In Helme's opinion, the commander of the Estonian Defense Forces (EDF), Martin Herem, is also unworthy of his position.
'Our political group in Narva is a curiosity'
Regarding Larissa Olenina, Russia's Victory Day activist, joining Narva's EKRE political group, Helme said that they are not planning to accept her into the party.
"EKRE's political group in Narva is a curio. During the last elections, we didn't participate," Helme said.
"Olenina says she likes the conservative family policy, the conservative immigration policy and our position on the energy industry," he added.

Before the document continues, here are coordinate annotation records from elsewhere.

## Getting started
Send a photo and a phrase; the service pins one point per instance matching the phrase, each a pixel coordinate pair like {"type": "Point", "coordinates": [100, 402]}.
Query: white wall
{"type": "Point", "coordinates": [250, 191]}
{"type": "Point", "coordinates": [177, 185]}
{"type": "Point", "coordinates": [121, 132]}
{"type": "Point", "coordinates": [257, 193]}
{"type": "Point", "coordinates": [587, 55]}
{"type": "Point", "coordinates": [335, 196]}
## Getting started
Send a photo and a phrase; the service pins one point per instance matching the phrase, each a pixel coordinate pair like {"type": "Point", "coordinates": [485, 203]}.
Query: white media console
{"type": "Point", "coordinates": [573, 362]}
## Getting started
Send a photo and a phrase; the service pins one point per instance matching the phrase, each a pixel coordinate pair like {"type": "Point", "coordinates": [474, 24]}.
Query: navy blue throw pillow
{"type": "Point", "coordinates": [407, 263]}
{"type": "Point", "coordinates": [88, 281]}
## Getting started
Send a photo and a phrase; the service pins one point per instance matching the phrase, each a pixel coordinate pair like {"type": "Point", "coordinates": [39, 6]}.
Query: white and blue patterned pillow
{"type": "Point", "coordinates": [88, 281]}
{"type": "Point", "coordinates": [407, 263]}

The largely Russian-speaking eastern Estonian town has long been a Center Party stronghold, but Center has been losing support nationwide, including from the Russian-speaking populace. Some of the latter are thought to have become supporters of the socially-conservative EKRE.
'Drinks in the car' scandal won't stop Ratas from running for president
When asked whether the "drinks in the car" scandal surrounding the former Prime Minister Jüri Ratas (Center) reportedly extreme expenses on gifts, dinners, personal meetings and drinks during his time as prime minister put to bed any thoughts of Jüri Ratas as a possible candidate for president, Helme said he thought not.
"I don't think so. But I will clearly put it in the context we have in today's government. When this government was made, it was formed by a very small circle of people, and the information about what was agreed for the presidency is known by a very small circle of people. But as far as a wider circle of people know, the Center Party nominates a candidate and, if that candidate is suitable, the Reform Party supports him, and if they both support him, there is an approximate chance that the person will be elected president. Not at the Riigikogu, but via the electoral college," Helme said.
"It can be seen that the Center Party is thinking of one very specific candidate, and it can also be seen that the Reform Party wants the Center Party to nominate someone else," he said.
Jüri Ratas has not publicly declared any intention to run, or not to run, in autumn's presidential elections, but has been widely tipped to do so. Incumbent Kersti Kaljulaid has hinted that she might stand for a second, consecutive five-year term.